New Cannabis Business To Open in Hardwick

by Doug McClure

HARDWICK – On Saturday, October 3, a new cannabis business, Mountain Mystic, launched with a soft opening dubbed the “Queen of the Forest Harvest Ball.”

photo by Doug McClure On Saturday, October 3, boutique hemp retailer Mountain Mystic, of Hardwick, hosted its Queen of the Forest Harvest Ball in collaboration with Satta Sound of Montpelier. The band New Fame, from Maine, performed, as did singers Adrienne Mack-Davis and Felicia Cruz.

The business is located in the building that formerly housed Caledonia Spirits on Log Yard Drive.

According to co-owner Elijah Mayhew, the event drew approximately sixty people out on a cool rainy night for music and dancing. The event was in partnership with Satta Sound of Montpelier. Mayhew said he has known Satta Sound’s owner Matthew DeLorey “for years” and this collaboration felt like a natural fit to begin the process of opening the business.
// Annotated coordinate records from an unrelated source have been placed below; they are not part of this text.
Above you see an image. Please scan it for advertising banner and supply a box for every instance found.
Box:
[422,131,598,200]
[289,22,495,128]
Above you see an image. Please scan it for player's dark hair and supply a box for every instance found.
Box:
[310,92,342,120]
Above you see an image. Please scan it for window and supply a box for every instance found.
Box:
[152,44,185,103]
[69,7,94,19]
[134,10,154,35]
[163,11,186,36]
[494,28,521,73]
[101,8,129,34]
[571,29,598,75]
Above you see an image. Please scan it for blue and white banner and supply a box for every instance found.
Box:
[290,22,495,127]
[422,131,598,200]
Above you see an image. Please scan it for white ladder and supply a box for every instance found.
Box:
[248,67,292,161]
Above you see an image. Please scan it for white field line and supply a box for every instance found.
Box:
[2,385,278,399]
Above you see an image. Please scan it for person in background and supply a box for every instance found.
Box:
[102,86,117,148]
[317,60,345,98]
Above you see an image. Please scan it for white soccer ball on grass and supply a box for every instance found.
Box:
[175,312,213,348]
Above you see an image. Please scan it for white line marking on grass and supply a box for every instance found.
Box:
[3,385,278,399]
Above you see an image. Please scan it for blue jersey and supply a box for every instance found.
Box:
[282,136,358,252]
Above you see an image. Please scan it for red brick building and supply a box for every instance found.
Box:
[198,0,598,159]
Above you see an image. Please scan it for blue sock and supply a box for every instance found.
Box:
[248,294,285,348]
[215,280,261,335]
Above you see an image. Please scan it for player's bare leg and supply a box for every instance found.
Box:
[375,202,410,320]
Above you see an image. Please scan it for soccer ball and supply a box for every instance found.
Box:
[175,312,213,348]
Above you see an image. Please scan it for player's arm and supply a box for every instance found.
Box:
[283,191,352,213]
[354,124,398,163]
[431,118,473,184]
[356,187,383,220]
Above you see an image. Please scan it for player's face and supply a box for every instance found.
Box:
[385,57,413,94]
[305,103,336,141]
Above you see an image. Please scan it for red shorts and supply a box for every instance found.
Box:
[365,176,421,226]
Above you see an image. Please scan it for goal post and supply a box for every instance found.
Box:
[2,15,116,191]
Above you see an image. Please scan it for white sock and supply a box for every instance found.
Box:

Mayhew said he and his brother Isaiah are focused on “boutique cannabis products” that are high in CBD (not in THC), he said, including smokeable flower, body products, and extracts. The plan is to have the retail space open by November 1. His family is “fourth-generation cultivators and herbalists,” said Mayhew. “I want us to be known for the highest quality smokeable flower, extracts, and body products. Our focus is on crafting superior-quality cannabis products.”

Mayhew grew up in the Plainfield/Montpelier area and said he has always had an affinity for the Northeast Kingdom (NEK). “It always struck a tone for me, I guess you could say it’s a spiritual connection,” he said. He described Hardwick as a “frontier” to “to showcase the NEK.”

“I’d like to see the NEK become the Humboldt [County] of Vermont,” he said, referencing the county in California widely known for historical and current legal cultivation of cannabis. He said the state’s proposed recreational marijuana legislation contrasts with California and other states’, though, by providing for “a high number of small-scale cultivators” and allowing these farmers cannabis permits in multiple categories. That would allow the farmers to better control the end product’s quality and distribution, he said. “We’re trying to do [legal marijuana] differently in Vermont with S. 54. I’d say, comparing to other states, we’re on a good track.”

Mayhew is not in a rush to move into the recreational cannabis market should the legislature manage to pass something. He said the current cannabis market focused on medicinal and health uses is “paying the bills” and already involved “trying to jump through a lot of hoops” with licenses and permits to be 100% legal. Mayhew hopes that the products Mountain Mystic produces will establish a brand known for quality, and “if the time comes,” that might translate to recreational cannabis. “Our focus is on crafting new standards,” he said. “Super quality cannabis products. It’s kind of interesting that Caledonia Spirits got their start here. It’s a good phase-over from craft spirits to craft cannabis.”

The space where the Saturday event was held will become Mountain Mystic’s initial “grow space” where plants are raised; a second one of equal size is planned for in the coming months. Mayhew has a larger goal than just operating a business, he said, and that includes not just being a valuable contributor to the Hardwick community but also “being an asset to the industry in general,” effectively, an ambassador for cannabis.

“I’m proud to play a part in breaking the stigma that’s been built up around this plant. Some people view it as a savior [for medical issues]. There’s no need for it to be villainized.”

With that in mind, he said he might be open to related businesses products appearing on the store’s shelves at some point.

He said the town has been “really cooperative and very friendly, really good allies, including the town [select] board,” including the Hardwick Police Department, whose officers, he said, had shown up a few times due to a malfunctioning alarm system “in minutes.”